The C programming language was standardized by ANSI in 1989. Since then, ANSI and ISO have heavily revised the language, adding many requirements and features which have questionable user demand such as first trigraphs and now digraphs to accommodate character sets without braces, hexadecimal floating point, complex arithmetic, and such. Microsoft, Borland, and even GNU have not written a conforming C99 compiler in the years following the standard's publication; yet the international standards committees continue to amend the language. Some of even C's devout fans feel that C has gone the path of HTML.

The national and international standards for C make demands which are very difficult to defend technically; for example, conforming source files must end with a newline. Although an implementation can trivially append a newline to a translation unit if its parser relies on it, it is an error for the user to omit the newline, which compliant compilers will discard anyhow after a point the standards call "translation phase four". Similarly, it is an error for the final newline of a file to be preceded with a backslash, notwithstanding the fact both symbols will be deleted upon detection during "translation phase one".

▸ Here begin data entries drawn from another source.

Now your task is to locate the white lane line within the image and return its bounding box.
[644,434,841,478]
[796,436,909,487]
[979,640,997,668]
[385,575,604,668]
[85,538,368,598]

There are other problems in C that don't directly result in bugs or errors, but make it harder for programmers to build a robust, maintainable, large-scale system. Examples of these include:

• A fragile system for importing definitions (#include) that relies on literal text inclusion and redundantly keeping prototypes and function definitions in sync, and drastically increases build times.
• A cumbersome compilation model that forces manual dependency tracking and inhibits compiler optimizations between modules (except by link-time optimization).
• A weak type system that lets many clearly erroneous programs compile without errors.

Tools have been created to help C programmers avoid these problems in many cases.

Automated source code checking and auditing are beneficial in any language, and for C many such tools exist, such as Lint. A common practice is to use Lint to detect questionable code when a program is first written. Once a program passes Lint, it is then compiled using the C compiler.

There are also compilers, libraries and operating system level mechanisms for performing array bounds checking, buffer overflow detection, and automatic garbage collection, that are not a standard part of C.

Many compilers, most notably Visual C++, deal with the long compilation times inflicted by header file inclusion using precompiled headers, a system where declarations are stored in an intermediate format that is quick to parse. Building the precompiled header files in the first place is expensive, but this is generally done only for system header files, which are larger and more numerous than most application header files and also change much less often.

Cproto is a program that will read a C source file and output prototypes of all the functions within the source file. This program can be used in conjunction with the "make" command to create new files containing prototypes each time the source file has been changed. These prototype files can be included by the original source file (e.g., as "filename.p"), which reduces the problems of keeping function definitions and source files in agreement.

It should be recognized that these tools are not a panacea. Because of C's flexibility, some types of errors involving misuse of variadic functions, out-of-bounds array indexing, and incorrect memory management cannot be detected on some architectures without incurring a significant performance penalty. However, some common cases can be recognized and accounted for.